Court Opinion

ID: 7527444
Source: CourtListenerOpinion
Date Created: 2022-07-29 05:05:18.85938+00
Date Added: 2024-06-11T16:23:39.276706
License: Public Domain

ERVIN, Chief Judge,
specially concurring.
Canal argues that our former opinion in Canal Insurance Company v. Hartford Insurance Company, 415 So.2d 1295 (Fla. 1st DCA 1982), represents the law of the case, since it held, albeit erroneously, that because “the settlement fell within the policy limits, no excess insurance coverage was needed.” Id. at 1299. No doubt the trial court felt bound by this erroneous statement. Nevertheless, the mistake was one of fact, rather than of law. Our Canal opinion recognized that Hartford, the primary insurer, had policy limits of $100,-000.00 per person and $300,000.00 per accident. The opinion further recited that the accident resulted in the death of two Florida residents, and that Hartford had contributed $170,000.00 and Canal, the excess insurer, $25,000.00 to settle the claims between the parties. Id. at 1297.

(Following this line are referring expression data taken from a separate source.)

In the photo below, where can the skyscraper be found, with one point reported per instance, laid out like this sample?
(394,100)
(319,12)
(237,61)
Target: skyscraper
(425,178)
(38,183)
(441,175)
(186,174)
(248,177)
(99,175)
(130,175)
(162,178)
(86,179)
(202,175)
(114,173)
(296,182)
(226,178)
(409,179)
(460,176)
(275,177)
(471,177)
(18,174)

It is true, as we said in Alford v. Summerlin, 423 So.2d 482, 485 (Fla. 1st DCA 1982), the doctrine of the law of the case applies to “whatever is once established between the same parties in the same case ..., whether correct on general principles or not, so long as the facts on which such decision .was predicated continue to be the facts in the case.” (e.s.) Thus the doctrine would affect erroneous legal principles, but not erroneous factual assumptions. The error in the prior case was the apparent assumption that Hartford had not paid the limits of its coverage to the personal representative of one estate to whom Canal, the excess insurer, had also paid $25,000.00. If the $25,000.00 contributed by Canal had been applied to the settlement of the claim of the personal representative to whom Hartford had paid $70,000.00, Canal obviously would be entitled to indemnification. Such facts, however, never existed. Thus, the facts on which the earlier decision was predicated did not continue to be the facts in the later case; therefore the doctrine is inapplicable.